# TR: Whiteface Mt. March 7th and March 8th 2009



## PA Ridge Racer (Mar 9, 2009)

Whiteface Mountain 
March 7th and March 8th 2009 
Conditions: Frozen and Loose Granular

*Saturday:* We hopped on the lake Placid shuttle at 8:30am. By the time we got to the Mt., picked up out tickets and booted up it was around 9:00. We first boarded the Cloudsplitter Gondola to little Whiteface and I made my first run down Excelsior to the base via Upper / Lower Boreen and again on Easy Street to Boreen with a run or two on Brookside as well. We did that a few times before moving on to the Summit which at the time had considerable cloud cover. The snow at peak of little WF was firm but it loosened up greatly on the lower Mt. It was warm (high hit 50 degrees or so) and there was some considerable snow melt happening but nothing too bad (other than Ladies Bridge which was more bridge than snow). Anyway, it was onto the Summit quad for a scenic ride to up to ski Skyward. The cloud has since lifted and visibility was pretty good. I must say, I've been to the Grand Canyon (twice) and the scenery up there is on par with that (High peaks to the right, Lake Champlain / VT. to the left...wow) I then jumped onto skyward. The snow was soft yet packed down nicely, great for carving. Skyward is steep and long and the legs started to burn by the time I got to Lower Skyward. I stopped Mid Mt. and met up with the people I was with and had lunch at Boule's Bistro before making my way down via Boreen (I believe). 

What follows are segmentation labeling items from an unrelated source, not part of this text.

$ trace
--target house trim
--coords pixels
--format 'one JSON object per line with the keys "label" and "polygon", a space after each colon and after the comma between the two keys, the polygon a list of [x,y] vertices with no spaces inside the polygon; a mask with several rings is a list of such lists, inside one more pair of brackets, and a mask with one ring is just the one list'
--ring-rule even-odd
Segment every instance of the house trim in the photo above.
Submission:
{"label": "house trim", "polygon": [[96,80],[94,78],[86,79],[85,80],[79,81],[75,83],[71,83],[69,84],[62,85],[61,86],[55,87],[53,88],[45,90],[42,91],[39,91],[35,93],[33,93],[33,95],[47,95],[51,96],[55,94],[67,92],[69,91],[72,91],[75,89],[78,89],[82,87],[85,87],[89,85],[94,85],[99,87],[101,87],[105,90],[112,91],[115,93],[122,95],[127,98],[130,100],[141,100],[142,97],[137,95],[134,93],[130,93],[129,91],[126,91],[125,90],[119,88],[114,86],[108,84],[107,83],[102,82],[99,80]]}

From there, I saw numerous people on Lookout below and decided that my legs were ready. I made my way over to the Lookout Triple for a ride to the summit of Lookout Mt at 4000 feet. It was clear and Lake Champlain and Mt. Mansfield were easily visible. I took the Wilmington Trail which is a great, long  cruising run to Lookout below. They had a thin cover sign at the entrance of LB which really didn't phase me. I hopped in anyway for FABULOUS spring bumps that were knee to thigh high. Lookout below (for those who haven't skied it) is on a really steep pitch and it's pretty narrow.If I had to guess I would say it's steeper, definitely narrower than Outer Limits, not as long though, but close maybe 900 to 1000 vert. After Lookout Below it was back to the base then back to the summit again. Things softened up a bit more and bumps were forming on Skyward and big time on Lower Cloudspin. I did another run on Skyward, through some trees in between Skyward and Cloudspin, back onto the trail and down to Lower Cloudspin to the base via Upper and Lower Valley for the full 3100k + vert. I timed it and it took me approximately 15 minutes for mostly fall line skiing which was awesome.  I finished up with a few runs off of the Gondola and Little WF. This time I took Approach to Upper and Lower Mackenzie for some more nicely pitched runs. Empire was closed unfortunately (as was upper Cloudspin). We left a little after 2 and my legs had had enough. 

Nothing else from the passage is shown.